VDH: Marxism lied to us that history is only the story of material interest, rather than the narrative often of the psyche, emotion, and only perceived self-interests. Nations really do go to war over principle, honor and pride. Perhaps I’m mistaken, but I don’t think there was oil in the Falklands. More generally, history has become in the university a medieval morality tale, in which we deconstruct the past to find those guilty of sins against gender, race, and class, and then use the standards of the present to condemn them post facto on grounds of illiberality — as if someone illiterate five centuries ago without electricity, running water, a toilet, or antibiotics should have been as racially sensitive or tolerant of the “other” or as environmentally conscious as we are in Palo Alto or Madison.
In general, we forgot that education is simply the ability to translate daily chaos into abstract wisdom of the ages — impossible without a data bank of names, dates, concepts, and a methodology of inductive inquiry; in turn both impossible without a liberal education of languages, literature, history, philosophy, and basic science.
BC: For what reason should non-policy makers study military history? What unique advantage does the discipline offer its students?
VDH: I wrote a long essay on this in the current City Journal [subscriber only, at the moment]. History started with Herodotus and Thucydides as the exclusive study of war, in which the crucible of human experience was best probed and understood. Like it or not, war cannot be legislated away; its best prevention is knowledge of why it starts, how it is conducted, and why and how it ends — and that is only learned by study of the past.

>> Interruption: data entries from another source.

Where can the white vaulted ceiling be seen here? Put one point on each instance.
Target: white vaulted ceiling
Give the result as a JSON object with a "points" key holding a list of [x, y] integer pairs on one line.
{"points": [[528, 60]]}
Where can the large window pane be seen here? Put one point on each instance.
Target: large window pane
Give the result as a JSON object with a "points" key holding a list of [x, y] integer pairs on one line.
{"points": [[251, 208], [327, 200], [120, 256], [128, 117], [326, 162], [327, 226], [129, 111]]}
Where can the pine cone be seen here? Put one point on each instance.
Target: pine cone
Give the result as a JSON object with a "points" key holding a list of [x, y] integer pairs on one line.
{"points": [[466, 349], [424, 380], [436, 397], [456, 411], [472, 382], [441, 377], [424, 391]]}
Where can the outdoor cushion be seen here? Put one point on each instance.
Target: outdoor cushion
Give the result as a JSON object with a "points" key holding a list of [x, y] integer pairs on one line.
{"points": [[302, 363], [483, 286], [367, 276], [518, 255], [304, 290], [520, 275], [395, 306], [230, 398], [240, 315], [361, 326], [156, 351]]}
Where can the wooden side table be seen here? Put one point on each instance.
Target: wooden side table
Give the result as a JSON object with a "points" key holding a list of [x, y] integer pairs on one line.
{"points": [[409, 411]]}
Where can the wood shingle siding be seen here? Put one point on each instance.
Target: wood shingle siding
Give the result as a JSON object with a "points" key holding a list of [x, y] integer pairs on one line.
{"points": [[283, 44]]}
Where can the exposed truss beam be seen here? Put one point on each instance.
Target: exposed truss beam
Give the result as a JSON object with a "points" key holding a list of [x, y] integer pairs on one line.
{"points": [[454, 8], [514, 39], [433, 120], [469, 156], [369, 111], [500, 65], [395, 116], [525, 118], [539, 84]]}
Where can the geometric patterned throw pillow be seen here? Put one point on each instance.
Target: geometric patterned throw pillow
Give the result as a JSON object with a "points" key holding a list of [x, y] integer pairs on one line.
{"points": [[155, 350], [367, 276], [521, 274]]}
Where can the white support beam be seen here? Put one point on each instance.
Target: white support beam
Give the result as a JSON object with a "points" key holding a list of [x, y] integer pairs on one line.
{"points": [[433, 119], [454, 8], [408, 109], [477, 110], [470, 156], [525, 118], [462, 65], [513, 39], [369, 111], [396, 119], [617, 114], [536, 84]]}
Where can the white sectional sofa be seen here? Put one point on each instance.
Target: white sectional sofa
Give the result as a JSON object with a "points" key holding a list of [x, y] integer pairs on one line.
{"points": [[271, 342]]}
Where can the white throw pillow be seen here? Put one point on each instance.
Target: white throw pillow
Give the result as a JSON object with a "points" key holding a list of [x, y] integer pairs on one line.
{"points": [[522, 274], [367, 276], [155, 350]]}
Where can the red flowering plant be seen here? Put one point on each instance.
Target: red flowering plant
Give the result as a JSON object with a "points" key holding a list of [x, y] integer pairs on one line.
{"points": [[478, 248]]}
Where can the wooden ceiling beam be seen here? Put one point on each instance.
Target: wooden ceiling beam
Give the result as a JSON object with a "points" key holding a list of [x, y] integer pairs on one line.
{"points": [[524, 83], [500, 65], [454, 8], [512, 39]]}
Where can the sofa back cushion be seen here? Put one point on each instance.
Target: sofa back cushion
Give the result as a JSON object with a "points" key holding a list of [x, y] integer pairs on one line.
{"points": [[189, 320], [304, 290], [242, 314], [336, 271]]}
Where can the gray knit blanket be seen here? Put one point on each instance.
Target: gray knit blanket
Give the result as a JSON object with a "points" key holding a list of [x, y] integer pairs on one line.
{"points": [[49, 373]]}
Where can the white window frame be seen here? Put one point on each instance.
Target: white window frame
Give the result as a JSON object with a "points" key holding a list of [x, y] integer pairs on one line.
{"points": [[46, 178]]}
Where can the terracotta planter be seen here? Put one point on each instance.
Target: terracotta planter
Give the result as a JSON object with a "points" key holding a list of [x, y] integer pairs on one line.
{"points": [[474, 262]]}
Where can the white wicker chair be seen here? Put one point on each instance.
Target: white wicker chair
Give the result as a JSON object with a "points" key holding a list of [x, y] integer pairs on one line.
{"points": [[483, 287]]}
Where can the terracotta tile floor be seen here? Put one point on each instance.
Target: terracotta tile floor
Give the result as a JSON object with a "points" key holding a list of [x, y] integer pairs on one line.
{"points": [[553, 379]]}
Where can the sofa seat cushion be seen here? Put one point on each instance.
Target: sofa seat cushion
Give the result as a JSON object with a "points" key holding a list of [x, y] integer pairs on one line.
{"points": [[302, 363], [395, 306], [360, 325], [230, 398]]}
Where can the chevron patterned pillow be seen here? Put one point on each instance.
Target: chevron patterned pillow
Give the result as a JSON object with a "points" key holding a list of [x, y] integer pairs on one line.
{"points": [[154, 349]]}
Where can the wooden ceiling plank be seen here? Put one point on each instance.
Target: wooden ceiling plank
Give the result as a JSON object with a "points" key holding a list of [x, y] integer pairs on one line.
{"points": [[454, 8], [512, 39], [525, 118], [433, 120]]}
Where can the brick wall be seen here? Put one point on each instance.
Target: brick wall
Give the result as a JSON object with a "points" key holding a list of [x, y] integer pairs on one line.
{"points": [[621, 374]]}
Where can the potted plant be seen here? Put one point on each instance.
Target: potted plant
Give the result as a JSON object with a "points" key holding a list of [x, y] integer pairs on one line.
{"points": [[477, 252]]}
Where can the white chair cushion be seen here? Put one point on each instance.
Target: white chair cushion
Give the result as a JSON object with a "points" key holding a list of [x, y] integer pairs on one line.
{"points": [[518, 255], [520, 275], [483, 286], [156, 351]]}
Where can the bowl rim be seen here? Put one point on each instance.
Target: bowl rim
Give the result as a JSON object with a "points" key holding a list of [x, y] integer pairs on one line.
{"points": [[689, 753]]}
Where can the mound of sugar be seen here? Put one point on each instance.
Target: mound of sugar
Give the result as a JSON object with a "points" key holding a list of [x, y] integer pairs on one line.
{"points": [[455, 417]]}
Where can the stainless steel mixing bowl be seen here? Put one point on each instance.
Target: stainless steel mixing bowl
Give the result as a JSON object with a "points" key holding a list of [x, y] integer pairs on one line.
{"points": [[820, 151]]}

BC: Along the lines of the last question, what do you say to those who ask why you want to study “war?” Personally, I have always thought that in stressful conditions our true nature is most apparent.
VDH: War is a human phenomenon of the ages. Its manifestations — arrows, flintlocks, atomic bombs — change, but its essence is an unchanging human nature driven by fear, honor, and perceived self-interest, with emotions like envy, jealousy, and bullying its catalysts. I agree: as Thucydides put it, war strips off our thin veneer of civilization and reveals human nature in its most honest and disturbing raw essence. Studying war gives us an appreciation of that patina of culture, and why it is so critical to protect and preserve it lest we devolve into our innately natural selves.